There was no manager either, and finding one was tough. The club very publicly settled on Aberdeen’s Derek McInnes, only for him to even more publicly reject the job.

Precious little money was spent and the manager who was desperate enough to take the job on, Simon Grayson, was just not up to the task. He simply didn’t have enough force of personality to shake the club from its ruin.

Another relegation battle began. Grayson was sacked, and Chris Coleman somehow attracted from Wales.

Coleman impressed at times and certainly cared for the club, but the odds were too heavily stacked against him. There was one desperate scene captured by the Netflix cameras for the documentary ‘Sunderland til I Die’ in which an ‘injured’ Jack Rodwell, the highest paid player at the club, joked with team-mates, saying there was ‘no chance’ of him playing.

On the eve of a match at Fulham and asked specifically about Rodwell, Coleman was candid: “I don’t even know where Jack is, to be honest with you. So no, he won’t be involved.”

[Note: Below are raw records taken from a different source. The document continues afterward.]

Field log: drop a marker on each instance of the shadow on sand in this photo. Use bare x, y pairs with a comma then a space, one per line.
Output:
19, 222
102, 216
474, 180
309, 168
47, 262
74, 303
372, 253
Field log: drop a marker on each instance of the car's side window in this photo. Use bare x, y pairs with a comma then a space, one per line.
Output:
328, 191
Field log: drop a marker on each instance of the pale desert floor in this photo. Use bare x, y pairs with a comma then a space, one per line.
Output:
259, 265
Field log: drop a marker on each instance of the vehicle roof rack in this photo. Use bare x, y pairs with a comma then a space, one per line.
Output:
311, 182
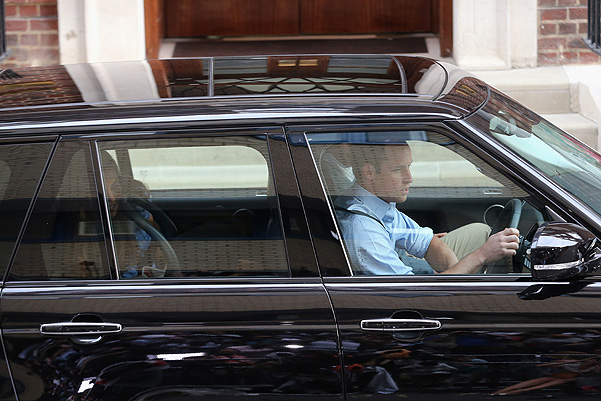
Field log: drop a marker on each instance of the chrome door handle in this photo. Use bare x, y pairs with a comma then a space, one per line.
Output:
79, 329
392, 325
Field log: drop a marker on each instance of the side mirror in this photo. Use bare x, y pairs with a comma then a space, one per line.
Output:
563, 250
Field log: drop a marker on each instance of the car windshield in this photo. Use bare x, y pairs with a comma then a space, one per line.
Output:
568, 162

Relegation, a second successive one, was obvious long before it actually happened. During that season, Sunderland managed to make it a full calendar year without winning at home.

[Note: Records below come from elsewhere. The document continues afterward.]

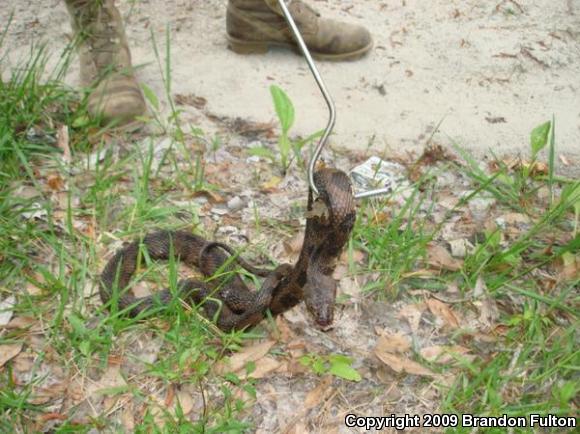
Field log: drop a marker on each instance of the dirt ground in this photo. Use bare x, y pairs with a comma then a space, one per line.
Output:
489, 71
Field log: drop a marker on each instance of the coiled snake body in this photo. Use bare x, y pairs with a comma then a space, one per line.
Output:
330, 219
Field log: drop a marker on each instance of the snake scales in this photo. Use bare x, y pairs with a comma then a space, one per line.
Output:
330, 219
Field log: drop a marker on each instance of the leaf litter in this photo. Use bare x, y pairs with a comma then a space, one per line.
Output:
401, 348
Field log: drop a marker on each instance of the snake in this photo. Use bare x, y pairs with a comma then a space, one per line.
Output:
222, 293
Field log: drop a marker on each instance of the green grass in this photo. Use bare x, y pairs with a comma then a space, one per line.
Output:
53, 262
61, 253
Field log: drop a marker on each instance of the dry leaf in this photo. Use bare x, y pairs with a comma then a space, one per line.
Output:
185, 401
212, 196
392, 343
412, 314
285, 333
439, 258
358, 256
111, 379
568, 266
247, 354
55, 182
297, 428
8, 352
43, 395
444, 312
319, 393
271, 184
401, 364
128, 418
6, 309
62, 141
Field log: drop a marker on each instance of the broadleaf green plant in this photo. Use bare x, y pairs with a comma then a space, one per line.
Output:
335, 364
286, 116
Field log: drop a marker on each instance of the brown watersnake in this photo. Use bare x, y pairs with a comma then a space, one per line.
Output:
329, 222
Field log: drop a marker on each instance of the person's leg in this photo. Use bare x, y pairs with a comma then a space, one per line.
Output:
254, 25
106, 61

A year! Season card holders over that period, myself included, paid £400 to not see their team win, not even once.

A new dawn

As the season lurched depressingly to the inevitable, takeover talk started to grow. And the prospective new owners were there to watch relegated Sunderland (typically) wallop champions Wolves on the final day of the season.

There was a nice moment during the game when the outgoing veteran captain John O’Shea was replaced by 16-year-old Bali Mumba, the next great hope of Sunderland’s impressive academy, who took the armband for the remaining five minutes.

It was a sign of where the club was heading next.

As the takeover deal was completed, it emerged that Short had paid off all of the club’s debts. It was a wonderful gift of a fresh start, but that’s certainly not to say there weren’t still issues when the new owner, Stewart Donald, took over.

Some players refused to play. They actually went on strike, players who had taken millions from the club through successive relegations.

And while League One has been good to the club so far, it’s still a bitter pill to swallow for supporters. It’s just the second year Sunderland have ever spent outside the top two divisions, so it does weigh on us.

That said, Jack Ross has been an excellent managerial appointment. Promotion is a possibility and now there is a Wembley final to look forward to. Maybe not the final we’d have chosen, but a Wembley final nonetheless.

And success has largely been built on academy products and likeable, honest characters.

Being a Sunderland supporter is good again. Please don’t see us in League One and worry for us. We are doing just fine starting anew with a fresh love for the club, the kind that can only possibly flourish from deep hurt.

And if you see us enjoying ourselves at Wembley, as I promise you we will, certainly don’t laugh at us. You don’t know what we’ve been through, and we’d not wish it on you either.